А вообще истинное почитание прасада действительно происходит именно в умонастроении преданного. И замечательная фраза одного христианского святого "чистому все чисто" подходит тут как нельзя кстати. А все эти совершенно не нужные "разборы полетов" ложек и вилок-от лукавого)))

----------


## Кевала даси

> А все эти совершенно не нужные "разборы полетов" ложек и вилок-от лукавого)))


100%!

----------


## Raja Kumari dasi

*Его Святейшество Бхактивидья Пурна Свами* 
_Семинар по Вайшнавскому этикету и культуре, 1998_ 


"...Господь Чайтанья  хотел, чтобы  проповедь распространилась по всему миру. И мы видим, что Ачарьи последовали этому наставлению и стали воплощать его самыми изумительными, необычными способами. Каждый по-разному. Нароттама дас Тхакур – через свои песни, Бхактивинода Тхакур стал известен за свой огромный вклад в восстановлении наследия вайшнавской традиции, Бхактисиддхантха Сарасвати Тхакур развил проповедническую систему Гаудия-миссии. А Шрила Прабхупада взял многие его наставления и распространил по всему миру очень необычным способом, сохранив правильное умонастроение и суть Ведической  культуры, несмотря на то, что она была внедрена в другую культуру с другими ценностями и взглядами. Однажды Шрила Прабхупада разговаривал с одним из своих духовных братьев, уехавшим на запад, и он сказал ему: "Когда вы приедете туда, вам придется научиться носить костюм и галстук, есть вилкой и ножом и еще много чему". На что Прабхупада ответил: "Нет, я поеду туда, чтобы научить их носить дхоти и сари и есть руками".  

___________________

Женщина: Как  видим... многие находятся под влиянием местной культуры... В Африке своя африканская кухня, в других странах паста и пицца... Хорошо ли это или все должно быть традиционное?

ОТВЕТ: 

Здесь два момента. Нужно учитывать главный принцип: всегда воспевать мантру Харе Кришна, предлагать бхогу Кришне и принимать остатки пищи от Него. Нужно заниматься какой-нибудь деятельностью ради Кришны. Это главный, центральный принцип. До тех пор, пока ему будут следовать, будет продвижение. Даже если  кто-то танцует в стиле традиционного африканского племени или готовит блюда местной кухни. Пока это будет выполняться в таком умонастроении, вы будете продвигаться. Это не плохо, хотя это скорее можно применить к ситуации, когда вы живете за пределами храма. Потому что за пределами храма вы больше под влиянием своей обусловленной природы и своего окружения. Это вопрос  больше отдельного человека, насколько он способен создать определенные условия. По крайней мере, человек начинает с того, что он знает. И постепенно очищается, предлагая все Кришне. В этом случае, если храм при этом организован совершенным образом, это хорошо.

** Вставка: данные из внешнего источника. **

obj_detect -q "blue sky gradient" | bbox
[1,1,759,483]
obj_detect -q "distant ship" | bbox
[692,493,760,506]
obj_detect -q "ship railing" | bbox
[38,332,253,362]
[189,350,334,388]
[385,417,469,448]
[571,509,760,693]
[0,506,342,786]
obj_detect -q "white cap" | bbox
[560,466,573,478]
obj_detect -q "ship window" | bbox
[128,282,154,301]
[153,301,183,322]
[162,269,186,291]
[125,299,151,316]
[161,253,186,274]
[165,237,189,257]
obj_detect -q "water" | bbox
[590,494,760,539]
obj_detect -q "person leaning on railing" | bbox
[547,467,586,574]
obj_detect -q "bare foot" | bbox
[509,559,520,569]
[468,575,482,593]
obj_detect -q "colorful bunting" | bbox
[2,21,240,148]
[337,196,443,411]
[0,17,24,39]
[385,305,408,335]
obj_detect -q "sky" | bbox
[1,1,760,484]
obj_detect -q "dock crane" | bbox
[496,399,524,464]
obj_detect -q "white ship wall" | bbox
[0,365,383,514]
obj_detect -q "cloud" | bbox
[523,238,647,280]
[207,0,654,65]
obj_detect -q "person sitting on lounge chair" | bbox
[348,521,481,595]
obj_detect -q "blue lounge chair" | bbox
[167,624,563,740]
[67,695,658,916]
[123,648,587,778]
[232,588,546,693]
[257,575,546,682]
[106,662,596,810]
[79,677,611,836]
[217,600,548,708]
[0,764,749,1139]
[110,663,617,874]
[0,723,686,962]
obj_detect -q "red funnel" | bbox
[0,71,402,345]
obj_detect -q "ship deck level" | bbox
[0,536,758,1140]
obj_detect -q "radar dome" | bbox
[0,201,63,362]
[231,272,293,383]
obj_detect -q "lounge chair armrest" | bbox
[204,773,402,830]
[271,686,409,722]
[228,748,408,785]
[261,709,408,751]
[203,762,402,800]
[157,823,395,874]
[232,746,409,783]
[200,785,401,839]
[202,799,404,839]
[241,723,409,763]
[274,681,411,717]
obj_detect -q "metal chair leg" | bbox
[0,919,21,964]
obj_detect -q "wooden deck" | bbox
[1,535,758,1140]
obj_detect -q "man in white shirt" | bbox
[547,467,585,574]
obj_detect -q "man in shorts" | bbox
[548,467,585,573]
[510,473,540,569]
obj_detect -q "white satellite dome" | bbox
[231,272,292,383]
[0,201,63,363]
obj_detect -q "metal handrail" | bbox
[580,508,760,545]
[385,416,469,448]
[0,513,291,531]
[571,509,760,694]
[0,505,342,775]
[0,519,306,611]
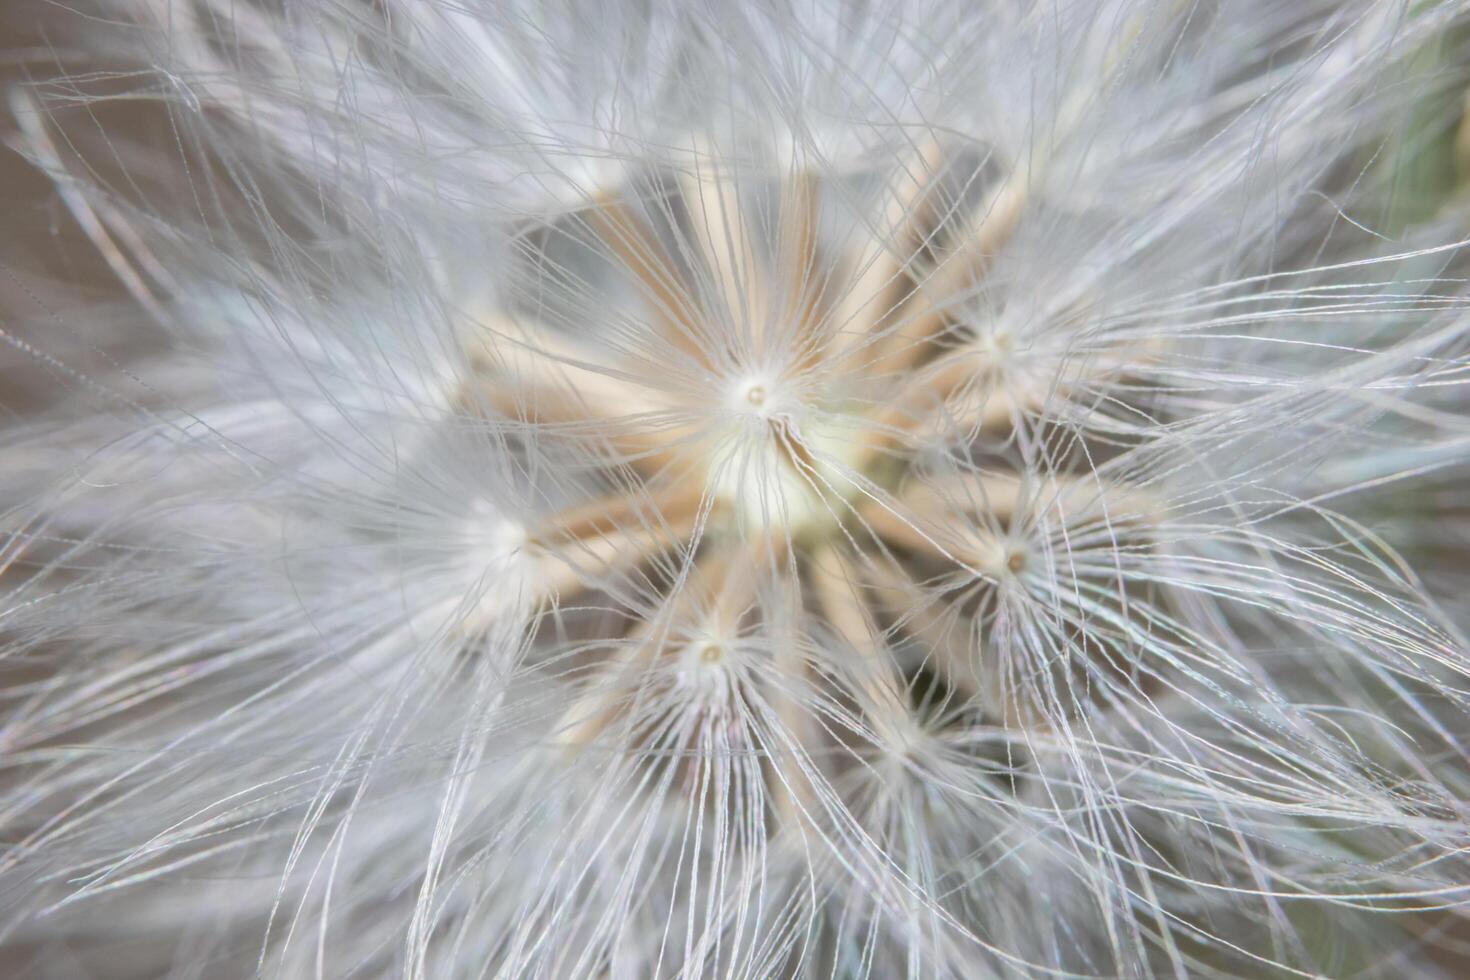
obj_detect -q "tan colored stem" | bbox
[853,355,976,465]
[679,142,768,353]
[857,485,1009,572]
[779,171,825,368]
[530,485,704,612]
[864,172,1029,380]
[530,486,705,549]
[553,546,735,751]
[828,139,944,368]
[462,313,656,418]
[808,544,910,748]
[865,561,1051,732]
[459,313,704,472]
[763,646,818,830]
[862,473,1159,569]
[585,193,710,369]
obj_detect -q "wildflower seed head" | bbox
[9,0,1470,977]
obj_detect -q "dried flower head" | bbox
[6,1,1470,977]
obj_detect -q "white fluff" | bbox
[5,1,1470,977]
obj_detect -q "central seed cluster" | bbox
[455,135,1157,820]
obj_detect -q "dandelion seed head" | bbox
[8,0,1470,976]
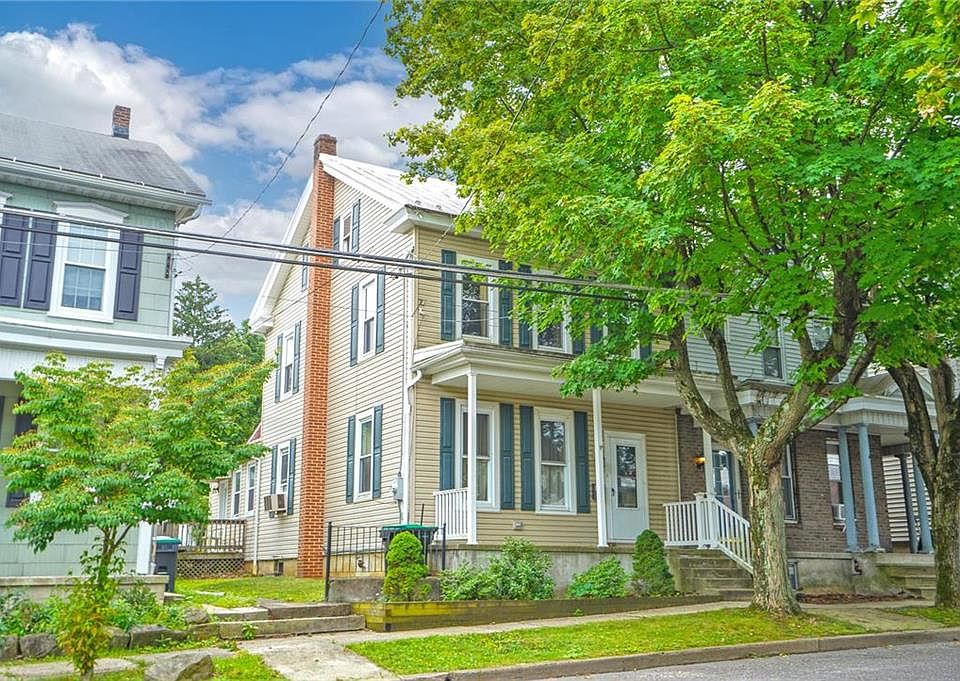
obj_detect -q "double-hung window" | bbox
[283,333,295,394]
[762,328,784,378]
[246,462,257,516]
[300,253,309,290]
[782,445,797,521]
[536,410,574,512]
[360,278,376,358]
[232,470,242,516]
[276,445,291,496]
[456,257,497,341]
[356,413,374,498]
[50,203,123,322]
[826,440,848,522]
[457,404,496,506]
[340,214,352,253]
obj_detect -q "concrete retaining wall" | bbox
[0,575,168,602]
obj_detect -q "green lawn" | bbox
[895,607,960,627]
[51,652,282,680]
[175,577,325,608]
[347,608,868,675]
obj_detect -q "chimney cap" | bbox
[313,133,337,160]
[112,105,131,139]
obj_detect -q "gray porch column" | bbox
[913,457,934,553]
[837,426,859,552]
[857,423,881,549]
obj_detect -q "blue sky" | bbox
[0,2,433,318]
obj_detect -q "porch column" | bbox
[591,388,608,547]
[836,426,859,552]
[134,522,152,575]
[857,423,881,549]
[897,453,918,553]
[466,370,478,545]
[913,456,933,553]
[701,429,714,498]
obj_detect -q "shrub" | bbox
[632,530,675,596]
[57,582,112,680]
[0,592,61,636]
[488,538,554,600]
[567,557,628,598]
[382,531,430,602]
[439,563,500,601]
[108,582,185,631]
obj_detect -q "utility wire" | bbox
[183,0,387,261]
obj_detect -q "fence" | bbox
[664,493,753,573]
[323,523,447,598]
[155,519,247,553]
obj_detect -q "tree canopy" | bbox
[174,276,264,370]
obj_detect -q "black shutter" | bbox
[498,260,513,346]
[590,326,603,344]
[574,411,590,513]
[274,335,283,402]
[113,230,143,320]
[346,416,356,503]
[0,213,27,307]
[500,403,515,509]
[439,397,456,490]
[292,321,302,393]
[375,271,385,354]
[520,405,535,510]
[518,264,532,348]
[286,438,297,514]
[440,250,457,341]
[351,200,360,252]
[23,218,57,311]
[572,333,585,356]
[372,405,383,498]
[349,284,359,366]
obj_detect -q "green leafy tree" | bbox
[0,352,271,676]
[386,0,958,613]
[382,532,430,601]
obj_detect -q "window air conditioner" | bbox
[263,494,286,513]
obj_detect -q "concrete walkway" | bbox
[0,648,233,680]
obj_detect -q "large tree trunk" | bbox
[743,446,799,615]
[931,475,960,608]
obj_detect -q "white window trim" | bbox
[354,409,375,501]
[534,408,576,514]
[782,444,797,523]
[48,203,126,323]
[454,400,498,510]
[533,315,571,353]
[0,192,11,207]
[246,462,258,517]
[825,439,851,523]
[282,331,295,397]
[455,255,499,342]
[275,444,291,496]
[340,214,352,253]
[358,276,377,362]
[300,253,309,291]
[761,326,785,379]
[232,470,242,517]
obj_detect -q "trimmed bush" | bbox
[567,557,628,598]
[632,530,675,595]
[440,538,554,601]
[382,531,430,602]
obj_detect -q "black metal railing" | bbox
[323,523,446,598]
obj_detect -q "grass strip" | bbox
[175,577,324,608]
[347,608,868,675]
[895,607,960,627]
[48,651,280,680]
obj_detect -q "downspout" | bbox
[252,457,262,574]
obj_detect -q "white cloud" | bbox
[292,49,406,82]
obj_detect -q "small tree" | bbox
[632,531,675,596]
[0,352,271,677]
[382,532,430,602]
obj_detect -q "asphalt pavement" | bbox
[549,641,960,681]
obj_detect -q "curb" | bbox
[401,627,960,681]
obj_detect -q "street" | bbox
[550,642,960,681]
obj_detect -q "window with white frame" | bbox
[356,413,373,497]
[232,470,242,516]
[276,445,290,496]
[782,445,797,521]
[246,462,257,515]
[360,278,376,358]
[456,404,496,506]
[283,332,295,394]
[826,440,848,522]
[536,410,574,512]
[761,335,784,378]
[300,254,309,290]
[340,214,352,252]
[456,257,498,340]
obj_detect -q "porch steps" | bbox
[196,601,364,639]
[877,560,937,600]
[669,549,753,601]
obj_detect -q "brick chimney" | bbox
[313,133,337,160]
[112,106,131,139]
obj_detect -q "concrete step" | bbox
[693,575,753,589]
[190,614,365,640]
[719,588,754,601]
[255,601,354,619]
[688,565,751,579]
[883,566,936,580]
[203,606,270,622]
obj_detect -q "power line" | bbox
[183,0,387,261]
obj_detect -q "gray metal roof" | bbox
[0,112,206,198]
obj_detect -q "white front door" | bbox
[605,433,649,542]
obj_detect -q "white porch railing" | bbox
[664,493,753,574]
[434,488,469,540]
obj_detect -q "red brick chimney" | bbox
[298,135,336,577]
[112,105,131,139]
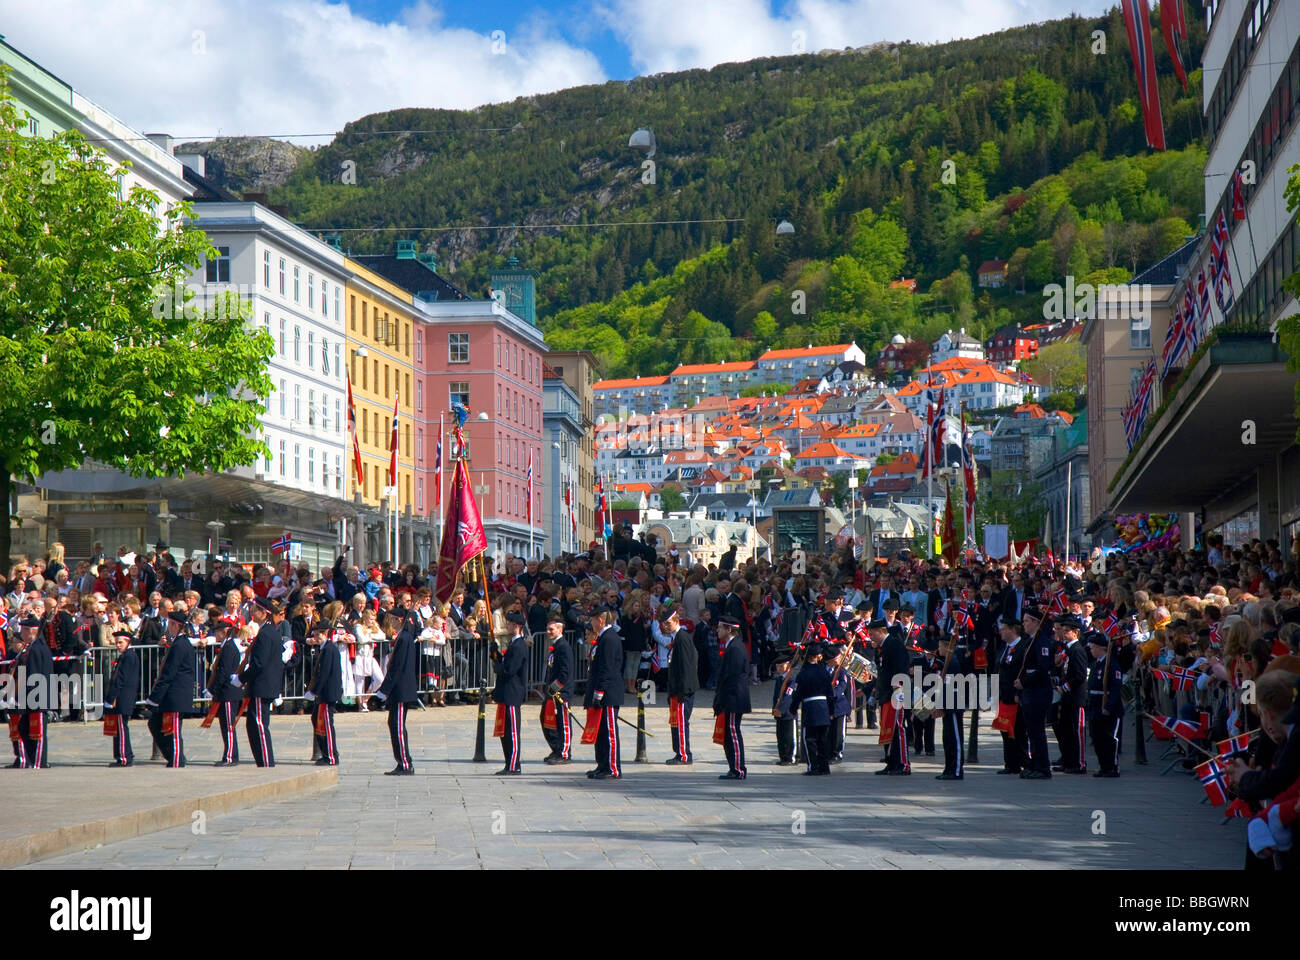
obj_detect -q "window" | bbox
[362,303,367,337]
[405,373,410,401]
[334,344,341,379]
[205,246,231,283]
[350,295,356,330]
[417,482,423,512]
[294,326,301,362]
[263,311,271,342]
[404,322,411,356]
[264,251,271,287]
[294,384,301,421]
[321,279,327,316]
[308,390,316,426]
[279,440,287,477]
[293,266,300,302]
[384,364,390,397]
[308,273,314,309]
[321,395,328,432]
[321,451,328,487]
[307,332,315,369]
[334,399,341,434]
[1129,314,1151,350]
[308,447,315,482]
[449,333,470,363]
[416,428,423,460]
[361,358,367,390]
[362,410,369,444]
[373,360,378,392]
[404,424,411,458]
[415,332,422,363]
[335,288,341,324]
[279,258,286,295]
[279,379,286,418]
[321,337,330,375]
[294,444,301,480]
[450,382,470,408]
[496,337,501,366]
[334,455,342,492]
[416,381,423,411]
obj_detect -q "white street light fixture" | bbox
[776,219,795,235]
[628,127,656,158]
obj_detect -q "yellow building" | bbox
[344,259,416,524]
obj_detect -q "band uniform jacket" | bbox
[544,633,574,699]
[309,640,344,705]
[241,622,286,701]
[150,635,196,713]
[666,626,699,698]
[492,633,529,707]
[105,646,141,715]
[874,632,909,705]
[997,634,1027,704]
[210,637,245,703]
[1020,624,1056,691]
[785,662,833,727]
[711,635,751,715]
[378,623,419,705]
[584,625,625,709]
[1058,640,1089,709]
[1086,654,1124,716]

Это объясняет Сатьябхама... Джагадананда Пандит это объясняет. В начале мы делаем что-то для Кришны. Не необязательно мы выбираем то, что напрямую исходит от Кришны. Мы выбираем то, что нам самим нравится. Например, в начале нам могут нравиться определенные вещи, и мы предлагаем их Кришне. Потому что принцип в том, чтобы предлагать все лучшее Кришне. Для нас пицца и макароны могут быть самой лучшей пищей. В Африке, например, есть много видов бобов, которые считаются лучшей пищей. Т.е. то, что мы считаем лучшим , мы предлагаем Кришне. Таков принцип. Санатана Госвами  упоминал об этом. Кто-то может предлагать божествам лучшее из местной кухни, т.к. все это ценят, все этим восхищаются и думают, что это большое достояние. Эта стадия называется _аропья бхакти_, когда вы навязываете свой взгляд на процесс преданного служения. Если я люблю макароны, значит это самое лучшее. И поэтому я предлагаю их Кришне. И Кришна принимает их - потому что мы делаем попытку сделать что-то приятное для Кришны. Но со временем, когда мы больше очистимся, мы придем к пониманию, что Кришна тоже личность - и теперь я служу Ему. Поэтому надо выяснить, что же Он на самом деле любит есть и это предложить Ему. А не то, что нравится мне.

Стадия, когда вы начинаете придерживаться более традиционного взгляда, наступает позже, и традиционный взгляд означает: то, что любит Кришна. Когда вы говорите «это не практично» или «не будь фанатиком», это значит, что вы больше предпочитаете то, что сами хотите, а не то, к чему привык Кришна. Конечно, Кришна принимает нашу преданность. Поэтому готовите ли вы рис, сабджи или макароны, Он принимает преданность. На этом уровне это не имеет значения. Но если мы углубимся в культуру, мы увидим, что Кришна предпочитает видеть нашу преданность (то, что мы делаем, как мы одеваемся для Него, поем, танцуем) через особые вещи, через особые условия. Потому что Он собрал все лучшее и сделал это культурой". 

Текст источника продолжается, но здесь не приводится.